Alina Szapocznikow, Tumors personified, 1971, (detail) Courtesy Zacheta National Gallery of Art, Warsaw, and Agencja Medium Sp. Z o.o.

Alina Szapocznikow, Tumors personified, 1971, (detail) Courtesy Zacheta National Gallery of Art, Warsaw, and Agencja Medium Sp. Z o.o.

The Unruly Muse

Art in the Time of Cancer

When I first read about Beatriz da Costa’s exhibition last year in Southern California, it sounded intense; I was intrigued and determined to see the show at the Laguna Art Museum. It featured da Costa’s most recent work drawing on the practice of engaging the personal, technological, environmental, and social—in this case, through the lens of breast cancer. An advanced stage of the disease took the artist’s life at the age of 38 in 2012. I had only recently been diagnosed with breast cancer myself and so, though we had never met and I was unfamiliar with her work, I felt a connection to the artist. It’s hard to think about creating art about something so difficult—something one would rather escape—and I was compelled by da Costa’s courage in making work so directly about her illness; it struck an additional chord since I was facing the same one.

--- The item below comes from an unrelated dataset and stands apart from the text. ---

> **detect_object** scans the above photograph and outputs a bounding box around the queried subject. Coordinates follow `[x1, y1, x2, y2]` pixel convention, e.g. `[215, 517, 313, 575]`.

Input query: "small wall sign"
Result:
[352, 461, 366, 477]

Thinking about it, I realized some of my favorite artists used their own temporal and physical experiences as a subject in their work: Eva Hesse, David Wojnarowicz, and most poetically, Felix Gonzalez Torres. Indeed, one of the strongest exhibitions of 2012, “Alina Szapocznikow: Sculpture Undone,” which opened in the U.S. at the Hammer before traveling to MoMA, featured a powerful body of work by the Polish artist whose life was cut short by breast cancer in 1973 at the age of 47.

Szapocznikow’s intoxicating and highly material take on being in and of human form embraced a surprising range of new and traditional materials, including resin, cement, plaster, photographs, electronics and bronze. Her cast body parts—legs, lips, bellies, breasts—alone or fused with dewy wads of gauze, shimmering orbs of resin, extracted machine parts, or electric lights, are as powerfully playful, dark, moody and joyful, as the experience of life itself in its day-to-day iterations. But it is a later piece, the bulbous egg-shaped sculptures of Tumors Personified (1971) that expresses her experience of living with cancer, not only in its physicality but also in the complicated way these shapes seem to expand, each tied to a loosely held-together whole. Writing about the exhibition in The New York Times, Karen Rosenberg notes of Tumors Personified: “These wrinkled clumps of polyester resin, fiberglass, paper and gauze, some with Ms. Szapocznikow’s face on them, are alarming but gratifying for the viewer; they show Ms. Szapocznikow using art to define her illness so that it would not, in the end, define her.”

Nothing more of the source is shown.